Dialog kolaboratif ini diselenggarakan oleh Global Alliance for a Sustainable Planet (GASP), Indonesian Business Council (IBC), dan Indonesia Palm Oil Strategic Studies (IPOSS) untuk membahas tantangan dan peluang keberlanjutan minyak sawit Indonesia.
Sebagai produsen minyak sawit terbesar di dunia, Indonesia memiliki peran strategis dalam rantai pasok global. Industri ini menyumbang sekitar 3,5% terhadap PDB nasional dan menjadi sumber penghidupan bagi lebih dari 18 juta orang.
Namun, dengan diberlakukannya European Union Deforestation Regulation (EUDR) pada 2026, Indonesia menghadapi tantangan besar dalam memastikan produk sawitnya tetap kompetitif di pasar internasional, termasuk Uni Eropa.
Ketua SPKS Sabarudin menekankan pentingnya sinergi dalam menghadapi regulasi tersebut.
“Kami percaya bahwa penguatan peran smallholders adalah kunci keberlanjutan sawit di Indonesia. Dalam menghadapi tantangan seperti Regulasi Deforestasi Uni Eropa, sinergi kebijakan, dukungan teknologi, dan kolaborasi lintas sektor sangatlah penting untuk masa depan sawit yang lebih adil dan berkelanjutan,” ujarnya saat diwawancarai Media Bisnis Sawit, Selasa (18/2/25).
Hampir 40% luas perkebunan sawit di Indonesia dikelola oleh petani kecil (smallholders), yang menjadi pihak paling rentan terhadap dampak regulasi tersebut. Oleh karena itu, dukungan terhadap peningkatan produktivitas, penyediaan data yang akurat, bantuan keuangan, dan tata kelola yang baik menjadi prioritas bersama.
Lebih lanjut, dialog tersebut menyoroti fakta bahwa minyak sawit bukanlah penyebab utama deforestasi. Justru, industri kelapa sawit di Indonesia telah memberikan kontribusi positif dalam mengalihfungsikan lahan-lahan terdegradasi menjadi lahan produktif.
“EUDR seharusnya tidak mengandung unsur regulatory imperialism yang tidak adil terhadap negara penghasil sawit seperti Indonesia,” kata Sabarudin.
Dalam kesempatan ini, para pemangku kepentingan menyepakati perlunya kebijakan yang lebih kooperatif dan berimbang antara Indonesia dan Uni Eropa.
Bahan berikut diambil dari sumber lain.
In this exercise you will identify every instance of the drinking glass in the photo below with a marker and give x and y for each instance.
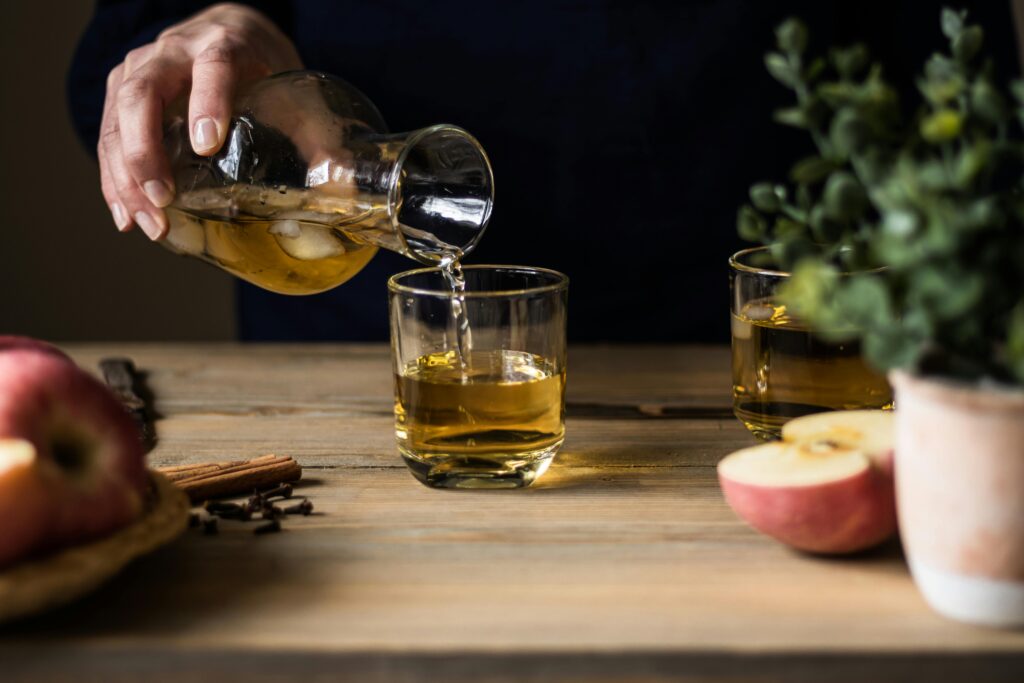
(780, 370)
(479, 376)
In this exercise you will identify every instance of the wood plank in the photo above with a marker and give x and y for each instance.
(623, 563)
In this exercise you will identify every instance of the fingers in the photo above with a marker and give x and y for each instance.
(121, 216)
(215, 72)
(140, 102)
(129, 203)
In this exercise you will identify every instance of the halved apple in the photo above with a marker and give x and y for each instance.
(826, 487)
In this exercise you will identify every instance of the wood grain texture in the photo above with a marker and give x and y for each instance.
(624, 563)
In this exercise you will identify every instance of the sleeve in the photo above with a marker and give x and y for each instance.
(116, 28)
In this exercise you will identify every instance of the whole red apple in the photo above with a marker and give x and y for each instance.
(86, 459)
(26, 501)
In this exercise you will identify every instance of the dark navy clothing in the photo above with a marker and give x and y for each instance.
(623, 135)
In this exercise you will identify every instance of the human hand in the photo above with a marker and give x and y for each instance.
(207, 55)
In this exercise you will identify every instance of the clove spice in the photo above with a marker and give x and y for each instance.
(303, 508)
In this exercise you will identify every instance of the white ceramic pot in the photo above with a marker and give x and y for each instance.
(960, 494)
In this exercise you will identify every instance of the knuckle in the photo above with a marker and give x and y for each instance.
(114, 78)
(137, 54)
(221, 52)
(171, 43)
(137, 159)
(108, 137)
(134, 90)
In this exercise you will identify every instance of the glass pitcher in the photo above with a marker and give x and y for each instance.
(309, 183)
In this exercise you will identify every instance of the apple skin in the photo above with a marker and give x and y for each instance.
(26, 501)
(836, 517)
(826, 487)
(89, 461)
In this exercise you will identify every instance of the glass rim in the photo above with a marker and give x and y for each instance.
(736, 264)
(561, 282)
Pendekatan tersebut akan memperkuat daya saing sawit Indonesia sambil tetap mempertahankan kelestarian lingkungan.
Dialog kolaboratif ini mempertemukan lebih dari 60 tokoh penting, termasuk perwakilan pemerintah, pemimpin bisnis, dan mitra strategis, yang berdiskusi mengenai pengembangan investasi dan kolaborasi bisnis untuk masa depan sawit berkelanjutan.
Dengan kolaborasi lintas sektor dan penguatan peran petani kecil, Indonesia diharapkan tetap menjadi pemimpin yang kompetitif dan bertanggung jawab dalam industri kelapa sawit global.